Today was our first full day in the beautiful city of Rome, and it was packed with a ton of culture and sight seeing. We started the day off by visiting the Olympic Complex of the 1960 Summer Olympics. We saw, what is now, the rugby stadium as well as the the Olympic stadium which is used today by the Rome soccer team. As we were about to leave, it started to rain and unforntunately it would last all day.
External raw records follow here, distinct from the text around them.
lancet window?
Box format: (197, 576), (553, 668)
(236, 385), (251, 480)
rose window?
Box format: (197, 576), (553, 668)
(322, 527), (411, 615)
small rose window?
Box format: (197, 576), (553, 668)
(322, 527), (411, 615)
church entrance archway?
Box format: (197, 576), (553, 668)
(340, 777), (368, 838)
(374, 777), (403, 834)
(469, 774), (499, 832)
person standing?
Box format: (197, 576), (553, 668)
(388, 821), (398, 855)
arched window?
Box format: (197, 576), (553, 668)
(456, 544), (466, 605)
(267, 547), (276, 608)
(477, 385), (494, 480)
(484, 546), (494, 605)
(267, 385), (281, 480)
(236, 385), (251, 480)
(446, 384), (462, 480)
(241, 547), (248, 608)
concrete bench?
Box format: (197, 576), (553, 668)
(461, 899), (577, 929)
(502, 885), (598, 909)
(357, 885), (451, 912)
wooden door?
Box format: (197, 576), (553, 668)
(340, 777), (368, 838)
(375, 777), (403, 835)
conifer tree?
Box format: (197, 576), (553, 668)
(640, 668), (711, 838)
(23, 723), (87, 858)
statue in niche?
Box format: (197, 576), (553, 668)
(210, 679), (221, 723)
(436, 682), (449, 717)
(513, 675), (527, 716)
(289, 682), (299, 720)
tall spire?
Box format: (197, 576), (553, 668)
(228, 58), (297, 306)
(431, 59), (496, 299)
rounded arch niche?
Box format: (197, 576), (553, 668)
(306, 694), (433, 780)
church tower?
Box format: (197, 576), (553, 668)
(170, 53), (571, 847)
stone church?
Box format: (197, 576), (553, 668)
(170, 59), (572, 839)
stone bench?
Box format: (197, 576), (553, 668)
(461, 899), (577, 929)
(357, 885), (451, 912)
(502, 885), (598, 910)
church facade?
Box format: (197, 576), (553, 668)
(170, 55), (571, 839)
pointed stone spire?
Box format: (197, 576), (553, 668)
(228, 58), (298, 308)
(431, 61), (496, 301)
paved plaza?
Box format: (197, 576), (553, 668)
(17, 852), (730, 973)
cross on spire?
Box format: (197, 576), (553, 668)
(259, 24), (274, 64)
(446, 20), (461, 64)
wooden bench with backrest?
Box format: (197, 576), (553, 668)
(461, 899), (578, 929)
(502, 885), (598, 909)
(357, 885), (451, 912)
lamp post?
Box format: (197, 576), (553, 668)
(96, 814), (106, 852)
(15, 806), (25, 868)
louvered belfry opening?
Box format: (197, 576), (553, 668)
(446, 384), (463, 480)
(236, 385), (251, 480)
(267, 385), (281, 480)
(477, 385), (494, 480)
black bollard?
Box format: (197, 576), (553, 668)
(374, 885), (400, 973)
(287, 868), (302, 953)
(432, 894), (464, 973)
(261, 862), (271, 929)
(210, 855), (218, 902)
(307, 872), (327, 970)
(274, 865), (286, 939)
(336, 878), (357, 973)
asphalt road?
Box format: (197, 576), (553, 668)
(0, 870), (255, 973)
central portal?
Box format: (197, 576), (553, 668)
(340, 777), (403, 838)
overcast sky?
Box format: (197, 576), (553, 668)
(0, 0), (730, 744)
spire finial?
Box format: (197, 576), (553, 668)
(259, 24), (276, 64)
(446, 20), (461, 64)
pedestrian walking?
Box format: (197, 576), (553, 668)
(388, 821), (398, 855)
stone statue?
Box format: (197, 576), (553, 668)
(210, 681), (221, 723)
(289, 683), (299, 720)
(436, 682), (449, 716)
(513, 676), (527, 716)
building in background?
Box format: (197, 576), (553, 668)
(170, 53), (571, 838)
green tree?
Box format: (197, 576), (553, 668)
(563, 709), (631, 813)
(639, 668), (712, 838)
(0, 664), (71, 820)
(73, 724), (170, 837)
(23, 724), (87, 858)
We then proceeded on to The Vatican City to visit the Vatican Museum, Sistine Chapel and Saint Peter’s Basilica. Venturing our way through the other hundreds of tourists, we started our tour by walking past the Pope’s private garden. Some of the other things we got to see were parts of Leonardo DaVinci’s studio, several statues of Roman Gods and huge hand woven tapestries. One of the things we found stunning were the beautiful hand painted ceilings throughout the entire museum. These were mostly painted by priests studying at The Vatican. We concluded our tour of the museum by walking through The Sistine Chapel. While photographs were not allowed to be taken in The Chapel, pictures wouldn’t have done justice anyways. Our guide Mario told us all about the controversies Michaelangelo had with the church while painting. If you look close enough you can see how he rebutled and added his own touch to the art.
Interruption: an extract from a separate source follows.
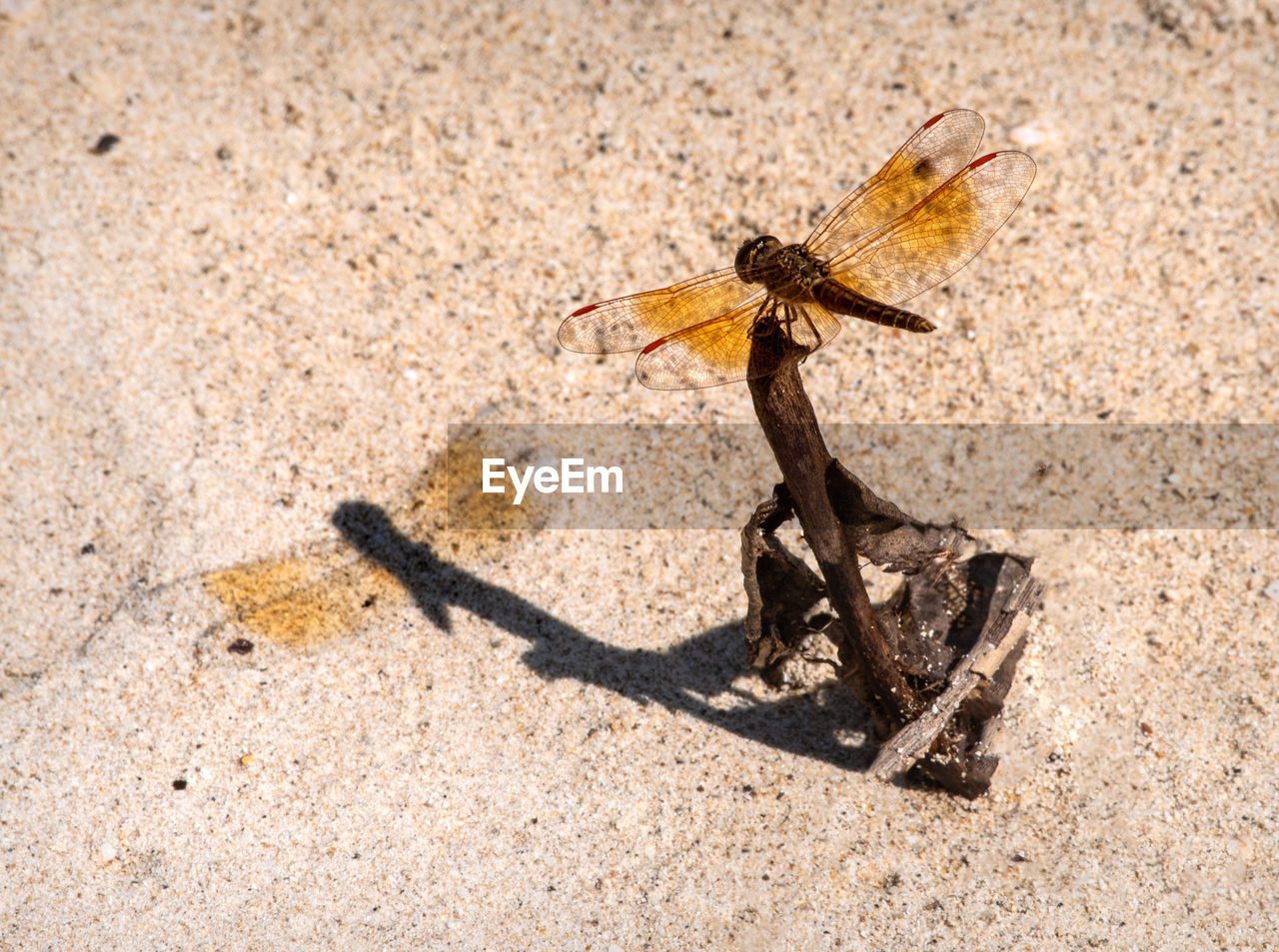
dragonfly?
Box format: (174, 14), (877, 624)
(559, 109), (1035, 390)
After the museum, we walked out to Saint Peter’s Square where hundreds of thousands of people stand to see The Pope every week. We then entered The Basilica. It is the largest church in the world and took us about an hour to walk through. There was so much art work and statues to see that much more time could’ve been spent there. One interesting fact that we learned is that 127 popes have been buried in The Basilica. We all participated in the tradition of touching the foot of the statue of Saint Peter. The legend has it that if you rub his foot and make a wish that it will come true! After leaving Vatican City, we now understand why millions of people travel from around the world to visit.
After a delicious lunch stop in Rome, we journeyed to The Colosseum. It is much bigger in person than we would’ve thought. It was interesting to hear Mario tell us stories of the gladiators and the people and animals they fought against. Becoming a gladiator was the one way a slave could become free in ancient times since typically those born into slavery died as slaves. Going there made us want to watch Gladiator again to get a better understanding of the lifestyle.
After leaving The Colosseum, we went on a walking tour of several monuments around Rome. These included The Roman Forum (which we had to see from the outside because it was closed), the monument to Vittorio Emanuele the second and the home of Napoleon Bonaparte. After a long and tiring day, we can say that we have successfully experienced Rome.